My Python program accepts command line arguments using the argparse module and it works as intended, however, the help text is a bit misleading and I would like to fix it for others using my program.
Currently, I have a positional argument which is a directory and an optional argument, -p
, which accepts an arbitrary number of package names using the nargs=+
argument to the add_argument
function. The DIR positional argument needs to be specified before the optional argument list, otherwise the directory will be wrongly added to the list of package names and it will error out saying that a positional argument was not specified.

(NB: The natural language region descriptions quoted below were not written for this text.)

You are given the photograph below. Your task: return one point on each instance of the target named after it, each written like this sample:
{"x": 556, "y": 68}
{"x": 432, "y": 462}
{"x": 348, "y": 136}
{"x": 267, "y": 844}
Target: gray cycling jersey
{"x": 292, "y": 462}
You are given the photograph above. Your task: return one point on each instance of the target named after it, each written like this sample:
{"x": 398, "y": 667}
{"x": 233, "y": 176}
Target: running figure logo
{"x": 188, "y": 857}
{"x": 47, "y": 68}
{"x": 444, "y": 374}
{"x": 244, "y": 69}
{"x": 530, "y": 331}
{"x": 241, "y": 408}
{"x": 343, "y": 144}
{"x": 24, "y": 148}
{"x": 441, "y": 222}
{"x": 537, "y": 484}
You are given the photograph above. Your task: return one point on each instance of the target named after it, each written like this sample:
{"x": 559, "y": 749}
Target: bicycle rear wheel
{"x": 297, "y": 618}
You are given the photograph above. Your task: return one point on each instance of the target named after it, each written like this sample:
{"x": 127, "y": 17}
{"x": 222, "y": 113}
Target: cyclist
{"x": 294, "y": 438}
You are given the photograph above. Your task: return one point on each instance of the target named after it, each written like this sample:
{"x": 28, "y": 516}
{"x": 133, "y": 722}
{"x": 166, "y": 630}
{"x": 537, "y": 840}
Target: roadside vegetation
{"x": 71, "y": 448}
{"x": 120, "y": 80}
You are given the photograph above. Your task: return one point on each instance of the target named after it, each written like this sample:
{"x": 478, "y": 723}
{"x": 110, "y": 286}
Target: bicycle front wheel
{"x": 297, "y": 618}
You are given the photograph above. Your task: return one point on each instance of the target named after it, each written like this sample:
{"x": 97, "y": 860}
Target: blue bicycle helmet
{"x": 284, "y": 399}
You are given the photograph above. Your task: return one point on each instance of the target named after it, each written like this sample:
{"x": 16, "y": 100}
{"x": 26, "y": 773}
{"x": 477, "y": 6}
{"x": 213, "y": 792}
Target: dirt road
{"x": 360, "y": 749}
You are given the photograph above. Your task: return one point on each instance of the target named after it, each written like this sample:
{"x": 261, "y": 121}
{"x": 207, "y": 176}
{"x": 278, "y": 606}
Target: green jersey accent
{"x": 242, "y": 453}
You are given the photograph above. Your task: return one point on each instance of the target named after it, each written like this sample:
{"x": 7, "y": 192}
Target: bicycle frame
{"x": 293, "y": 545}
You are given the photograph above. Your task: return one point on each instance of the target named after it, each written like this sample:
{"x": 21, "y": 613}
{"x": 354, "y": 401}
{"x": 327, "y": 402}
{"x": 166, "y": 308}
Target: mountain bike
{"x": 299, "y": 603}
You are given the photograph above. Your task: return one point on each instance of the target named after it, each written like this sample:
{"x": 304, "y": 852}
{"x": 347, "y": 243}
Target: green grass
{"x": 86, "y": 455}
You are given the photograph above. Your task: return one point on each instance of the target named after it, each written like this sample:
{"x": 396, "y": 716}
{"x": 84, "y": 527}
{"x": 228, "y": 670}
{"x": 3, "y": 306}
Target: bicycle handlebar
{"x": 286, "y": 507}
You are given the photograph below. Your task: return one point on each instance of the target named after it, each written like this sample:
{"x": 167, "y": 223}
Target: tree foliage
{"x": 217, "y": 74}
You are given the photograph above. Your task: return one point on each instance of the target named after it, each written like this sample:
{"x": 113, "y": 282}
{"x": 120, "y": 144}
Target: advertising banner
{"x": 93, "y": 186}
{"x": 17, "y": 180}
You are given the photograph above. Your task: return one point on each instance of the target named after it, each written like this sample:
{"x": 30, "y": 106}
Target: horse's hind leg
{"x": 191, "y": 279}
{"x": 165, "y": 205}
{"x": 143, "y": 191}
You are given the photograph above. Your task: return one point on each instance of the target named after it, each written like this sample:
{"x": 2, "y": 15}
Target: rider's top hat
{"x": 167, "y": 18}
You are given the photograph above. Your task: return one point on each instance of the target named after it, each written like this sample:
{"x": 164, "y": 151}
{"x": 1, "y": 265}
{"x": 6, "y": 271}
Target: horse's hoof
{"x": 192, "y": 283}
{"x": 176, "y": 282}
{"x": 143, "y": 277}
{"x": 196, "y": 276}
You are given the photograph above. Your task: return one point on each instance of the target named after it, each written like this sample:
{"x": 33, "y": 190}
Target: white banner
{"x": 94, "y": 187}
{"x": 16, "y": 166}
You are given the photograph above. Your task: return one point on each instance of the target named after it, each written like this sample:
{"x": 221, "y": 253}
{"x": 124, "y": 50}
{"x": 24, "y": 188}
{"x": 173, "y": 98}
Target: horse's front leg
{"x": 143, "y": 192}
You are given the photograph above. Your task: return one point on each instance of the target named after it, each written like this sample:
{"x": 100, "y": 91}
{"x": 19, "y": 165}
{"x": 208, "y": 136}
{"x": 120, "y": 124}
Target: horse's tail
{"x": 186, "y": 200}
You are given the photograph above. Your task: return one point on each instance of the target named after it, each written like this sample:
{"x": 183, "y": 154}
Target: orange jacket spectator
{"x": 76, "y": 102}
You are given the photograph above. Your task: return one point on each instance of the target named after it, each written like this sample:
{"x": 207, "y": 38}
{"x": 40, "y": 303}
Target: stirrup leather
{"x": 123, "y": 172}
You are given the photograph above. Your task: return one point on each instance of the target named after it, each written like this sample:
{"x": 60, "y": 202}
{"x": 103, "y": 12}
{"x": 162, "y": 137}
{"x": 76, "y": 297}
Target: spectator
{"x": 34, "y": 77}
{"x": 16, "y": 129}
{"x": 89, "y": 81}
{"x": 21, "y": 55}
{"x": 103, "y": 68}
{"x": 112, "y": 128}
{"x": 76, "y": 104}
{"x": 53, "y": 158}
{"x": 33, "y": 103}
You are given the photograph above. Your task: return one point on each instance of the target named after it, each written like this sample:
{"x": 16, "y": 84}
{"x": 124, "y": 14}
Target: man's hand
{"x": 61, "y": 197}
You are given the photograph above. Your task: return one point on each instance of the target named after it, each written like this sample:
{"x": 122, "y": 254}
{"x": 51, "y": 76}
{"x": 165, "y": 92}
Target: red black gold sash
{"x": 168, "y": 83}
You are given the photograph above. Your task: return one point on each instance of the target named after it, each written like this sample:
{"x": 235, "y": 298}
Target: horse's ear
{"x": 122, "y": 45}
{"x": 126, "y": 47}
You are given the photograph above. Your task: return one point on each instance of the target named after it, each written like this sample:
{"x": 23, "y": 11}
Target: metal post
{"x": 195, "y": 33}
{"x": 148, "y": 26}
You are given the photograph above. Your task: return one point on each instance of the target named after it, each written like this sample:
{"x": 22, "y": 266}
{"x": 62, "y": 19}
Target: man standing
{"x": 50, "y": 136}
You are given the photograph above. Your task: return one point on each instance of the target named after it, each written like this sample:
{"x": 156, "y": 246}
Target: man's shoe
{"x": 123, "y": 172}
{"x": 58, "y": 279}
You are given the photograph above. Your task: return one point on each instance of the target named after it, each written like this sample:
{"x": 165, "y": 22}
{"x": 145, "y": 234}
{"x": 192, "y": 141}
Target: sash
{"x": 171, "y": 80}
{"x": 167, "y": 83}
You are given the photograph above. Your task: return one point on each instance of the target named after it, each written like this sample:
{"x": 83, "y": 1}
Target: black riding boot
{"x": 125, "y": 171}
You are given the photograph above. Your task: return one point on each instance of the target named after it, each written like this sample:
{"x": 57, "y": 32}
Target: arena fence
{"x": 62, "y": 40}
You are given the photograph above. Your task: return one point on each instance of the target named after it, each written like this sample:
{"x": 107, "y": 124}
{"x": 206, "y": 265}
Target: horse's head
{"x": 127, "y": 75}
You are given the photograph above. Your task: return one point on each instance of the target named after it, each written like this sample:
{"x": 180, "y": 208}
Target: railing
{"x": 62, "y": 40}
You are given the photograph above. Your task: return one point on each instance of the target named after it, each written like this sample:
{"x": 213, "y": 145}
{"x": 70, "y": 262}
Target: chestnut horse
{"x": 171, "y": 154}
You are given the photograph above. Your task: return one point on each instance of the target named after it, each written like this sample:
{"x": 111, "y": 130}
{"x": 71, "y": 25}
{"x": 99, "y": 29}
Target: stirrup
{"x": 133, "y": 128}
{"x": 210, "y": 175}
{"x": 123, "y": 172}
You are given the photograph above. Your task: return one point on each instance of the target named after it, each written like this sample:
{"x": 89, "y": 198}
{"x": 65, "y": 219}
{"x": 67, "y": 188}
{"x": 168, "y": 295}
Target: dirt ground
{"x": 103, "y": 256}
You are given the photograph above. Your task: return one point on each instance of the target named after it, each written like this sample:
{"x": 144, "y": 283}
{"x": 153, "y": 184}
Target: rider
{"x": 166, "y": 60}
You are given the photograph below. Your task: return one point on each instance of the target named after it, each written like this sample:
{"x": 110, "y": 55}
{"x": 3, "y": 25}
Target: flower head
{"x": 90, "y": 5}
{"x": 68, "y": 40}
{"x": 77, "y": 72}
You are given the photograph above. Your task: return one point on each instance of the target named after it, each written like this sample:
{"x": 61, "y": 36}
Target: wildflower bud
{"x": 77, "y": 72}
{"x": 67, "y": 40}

The help output currently looks like the following:
package_info.py --help
usage: package_info.py [-h] [-v] [--no-cache] [-g FILE] [-p [PKG [PKG ...]]]
DIR
Get information on packages in ros workspace.
positional arguments:
DIR The directory containing rospackages.
optional arguments:
-h, --help show this help message and exit
-v, --verbose Enables verbose mode
--no-cache Do not cache the dependency graph
-g FILE, --graph-file FILE
The graph file to load from or save to.
-p [PKG [PKG ...]], --packages [PKG [PKG ...]]

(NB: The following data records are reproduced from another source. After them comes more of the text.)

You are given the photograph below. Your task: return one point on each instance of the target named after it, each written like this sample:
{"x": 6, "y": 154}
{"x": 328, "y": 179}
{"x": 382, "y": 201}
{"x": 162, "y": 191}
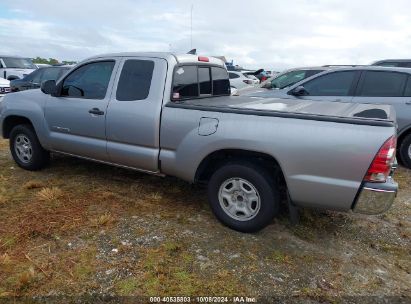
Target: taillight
{"x": 383, "y": 162}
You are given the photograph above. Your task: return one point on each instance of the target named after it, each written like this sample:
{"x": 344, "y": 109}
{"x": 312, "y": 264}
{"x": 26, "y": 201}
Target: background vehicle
{"x": 42, "y": 65}
{"x": 289, "y": 77}
{"x": 14, "y": 67}
{"x": 403, "y": 63}
{"x": 284, "y": 79}
{"x": 252, "y": 153}
{"x": 238, "y": 80}
{"x": 4, "y": 87}
{"x": 362, "y": 84}
{"x": 34, "y": 79}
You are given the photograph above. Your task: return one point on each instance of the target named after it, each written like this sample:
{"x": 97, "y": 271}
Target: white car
{"x": 15, "y": 67}
{"x": 4, "y": 87}
{"x": 238, "y": 80}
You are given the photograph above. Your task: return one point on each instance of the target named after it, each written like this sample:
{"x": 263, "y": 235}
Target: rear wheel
{"x": 243, "y": 196}
{"x": 405, "y": 151}
{"x": 26, "y": 149}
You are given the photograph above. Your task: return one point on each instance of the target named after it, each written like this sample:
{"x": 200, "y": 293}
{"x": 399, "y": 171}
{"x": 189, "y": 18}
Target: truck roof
{"x": 180, "y": 58}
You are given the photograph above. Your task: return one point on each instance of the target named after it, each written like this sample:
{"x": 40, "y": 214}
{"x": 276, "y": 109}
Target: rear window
{"x": 195, "y": 81}
{"x": 407, "y": 91}
{"x": 383, "y": 84}
{"x": 135, "y": 80}
{"x": 204, "y": 78}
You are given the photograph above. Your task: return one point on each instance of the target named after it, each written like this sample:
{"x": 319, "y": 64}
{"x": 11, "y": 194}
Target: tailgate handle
{"x": 96, "y": 111}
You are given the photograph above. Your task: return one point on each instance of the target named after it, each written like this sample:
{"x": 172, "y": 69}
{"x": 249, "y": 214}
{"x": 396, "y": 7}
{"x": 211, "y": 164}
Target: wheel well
{"x": 218, "y": 158}
{"x": 11, "y": 121}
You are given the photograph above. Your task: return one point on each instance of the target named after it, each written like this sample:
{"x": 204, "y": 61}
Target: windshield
{"x": 292, "y": 77}
{"x": 18, "y": 63}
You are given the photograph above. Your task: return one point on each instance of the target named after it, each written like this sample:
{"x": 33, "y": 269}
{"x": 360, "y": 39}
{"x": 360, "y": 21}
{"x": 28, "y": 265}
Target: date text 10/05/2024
{"x": 203, "y": 299}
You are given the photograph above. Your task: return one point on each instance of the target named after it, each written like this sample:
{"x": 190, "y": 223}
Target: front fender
{"x": 30, "y": 105}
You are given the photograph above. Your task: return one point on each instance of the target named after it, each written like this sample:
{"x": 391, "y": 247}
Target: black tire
{"x": 39, "y": 156}
{"x": 261, "y": 180}
{"x": 404, "y": 151}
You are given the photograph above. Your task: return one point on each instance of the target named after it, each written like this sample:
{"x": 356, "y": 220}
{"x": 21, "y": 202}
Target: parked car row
{"x": 15, "y": 67}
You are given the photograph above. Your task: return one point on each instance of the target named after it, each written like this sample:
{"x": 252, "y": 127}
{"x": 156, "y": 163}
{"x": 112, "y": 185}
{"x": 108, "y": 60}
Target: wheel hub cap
{"x": 239, "y": 199}
{"x": 23, "y": 148}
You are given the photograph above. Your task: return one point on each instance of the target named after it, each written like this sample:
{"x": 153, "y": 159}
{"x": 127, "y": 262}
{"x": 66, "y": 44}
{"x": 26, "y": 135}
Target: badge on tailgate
{"x": 207, "y": 126}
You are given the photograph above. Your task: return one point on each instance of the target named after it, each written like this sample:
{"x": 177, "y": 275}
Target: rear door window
{"x": 135, "y": 80}
{"x": 382, "y": 84}
{"x": 332, "y": 84}
{"x": 221, "y": 83}
{"x": 89, "y": 81}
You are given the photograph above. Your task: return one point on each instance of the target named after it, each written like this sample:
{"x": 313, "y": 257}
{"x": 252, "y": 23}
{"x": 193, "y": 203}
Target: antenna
{"x": 191, "y": 27}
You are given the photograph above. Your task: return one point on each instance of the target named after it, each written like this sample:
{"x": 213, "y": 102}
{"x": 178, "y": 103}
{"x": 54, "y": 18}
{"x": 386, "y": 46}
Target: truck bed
{"x": 344, "y": 112}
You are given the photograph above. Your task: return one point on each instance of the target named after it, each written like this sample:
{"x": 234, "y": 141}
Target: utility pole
{"x": 191, "y": 27}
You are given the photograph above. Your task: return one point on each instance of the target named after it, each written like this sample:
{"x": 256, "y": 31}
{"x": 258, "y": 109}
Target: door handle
{"x": 96, "y": 111}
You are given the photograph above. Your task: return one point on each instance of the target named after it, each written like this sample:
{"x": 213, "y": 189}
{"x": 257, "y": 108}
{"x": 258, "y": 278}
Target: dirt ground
{"x": 81, "y": 228}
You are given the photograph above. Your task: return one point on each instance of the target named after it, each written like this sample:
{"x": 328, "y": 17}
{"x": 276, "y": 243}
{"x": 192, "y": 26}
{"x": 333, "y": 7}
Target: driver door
{"x": 76, "y": 117}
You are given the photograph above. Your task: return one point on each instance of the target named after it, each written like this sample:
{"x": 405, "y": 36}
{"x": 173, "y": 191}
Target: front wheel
{"x": 243, "y": 196}
{"x": 405, "y": 151}
{"x": 26, "y": 149}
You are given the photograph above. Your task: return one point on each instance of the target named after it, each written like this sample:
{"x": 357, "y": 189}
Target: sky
{"x": 267, "y": 34}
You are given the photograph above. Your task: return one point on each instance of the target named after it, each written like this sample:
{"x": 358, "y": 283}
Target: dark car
{"x": 34, "y": 79}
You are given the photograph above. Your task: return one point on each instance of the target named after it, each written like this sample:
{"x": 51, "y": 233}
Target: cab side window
{"x": 382, "y": 84}
{"x": 135, "y": 80}
{"x": 233, "y": 75}
{"x": 221, "y": 84}
{"x": 185, "y": 82}
{"x": 332, "y": 84}
{"x": 89, "y": 81}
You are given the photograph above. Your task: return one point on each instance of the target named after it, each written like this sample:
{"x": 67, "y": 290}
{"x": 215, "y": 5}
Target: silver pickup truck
{"x": 169, "y": 114}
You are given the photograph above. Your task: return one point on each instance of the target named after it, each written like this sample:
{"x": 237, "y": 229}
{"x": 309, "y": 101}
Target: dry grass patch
{"x": 103, "y": 220}
{"x": 49, "y": 194}
{"x": 33, "y": 184}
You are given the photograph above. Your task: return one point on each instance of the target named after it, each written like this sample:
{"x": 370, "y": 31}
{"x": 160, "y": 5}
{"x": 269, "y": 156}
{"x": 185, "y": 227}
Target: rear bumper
{"x": 376, "y": 198}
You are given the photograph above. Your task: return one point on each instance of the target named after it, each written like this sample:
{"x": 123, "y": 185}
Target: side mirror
{"x": 49, "y": 87}
{"x": 266, "y": 85}
{"x": 299, "y": 91}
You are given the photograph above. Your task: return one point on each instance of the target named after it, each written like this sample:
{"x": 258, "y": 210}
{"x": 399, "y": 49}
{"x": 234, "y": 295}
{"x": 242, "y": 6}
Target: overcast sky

The packages to provide information on.
I would like it to be formatted with DIR showing up before the -p flag to be more clear to users that this argument must be specified first, like the following:
package_info.py --help
usage: package_info.py DIR [-h] [-v] [--no-cache] [-g FILE] [-p [PKG [PKG ...]]]
.
.
.
or
package_info.py --help
usage: package_info.py DIR
[-h] [-v] [--no-cache] [-g FILE] [-p [PKG [PKG ...]]]
.
.
.
Is there a simple way to format the help message, or will I need to write a custom help message formatter?